An optimization program can be practically divided into three parts:
* the *run* environment, in which you test, run your program, and display results.
* the *problem* part, which contains the function oracles, problem constraints, etc.
* the *algorithmic* part, where the algorithms are coded.

The main interest of such division is that these parts are interchangeable, meaning that, for instance, the algorithms of the third part can be used of a variety of problems. That is why such a decomposition is widely used.

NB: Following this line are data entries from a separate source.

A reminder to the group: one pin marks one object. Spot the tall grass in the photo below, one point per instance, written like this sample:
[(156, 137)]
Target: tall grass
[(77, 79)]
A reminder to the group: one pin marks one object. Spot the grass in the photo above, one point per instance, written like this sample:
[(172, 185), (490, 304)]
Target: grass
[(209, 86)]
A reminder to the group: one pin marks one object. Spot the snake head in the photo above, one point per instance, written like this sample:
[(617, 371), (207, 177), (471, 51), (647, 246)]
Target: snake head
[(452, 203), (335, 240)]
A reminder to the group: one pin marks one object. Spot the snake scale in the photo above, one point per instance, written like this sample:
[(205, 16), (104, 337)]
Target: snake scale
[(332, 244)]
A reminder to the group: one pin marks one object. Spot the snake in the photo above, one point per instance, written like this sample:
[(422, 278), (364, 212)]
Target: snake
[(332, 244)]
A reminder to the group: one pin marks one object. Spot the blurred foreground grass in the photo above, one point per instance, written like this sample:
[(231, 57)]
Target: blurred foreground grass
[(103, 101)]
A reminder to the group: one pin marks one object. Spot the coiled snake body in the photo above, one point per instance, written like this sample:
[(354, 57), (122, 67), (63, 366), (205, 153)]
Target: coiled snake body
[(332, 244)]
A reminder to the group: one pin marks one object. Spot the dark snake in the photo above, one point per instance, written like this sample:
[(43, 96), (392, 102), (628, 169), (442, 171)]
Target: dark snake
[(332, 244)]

In the present lab, you will use this division:
* `LP_and_QP_problems.ipynb` will be the *run* environment
* `toy_problem.ipynb` and `imaging.ipynb` will be the considered *problems* for this lab
* the library `cvxopt` will be used for solving all optimization problems

---

The following script will allow you to import *notebooks* as if you imported *python files* and will have to be executed at each time you launch Jupyter notebooks.

In [1]:
from statsmodels.genmod.families.links import identity

import start
from importlib import reload

---

# Regression model


We consider the regression model

$$ y=X\theta+\xi,\;\;\xi\sim \mathcal{N}(0, \sigma I_m), $$

where $X\in \mathbb{R}^{m\times n}$ and $y\in \mathbb{R}^m$ are the observed values and $\theta\in \mathbb{R}^n$ is the unknown parameter we want to find. 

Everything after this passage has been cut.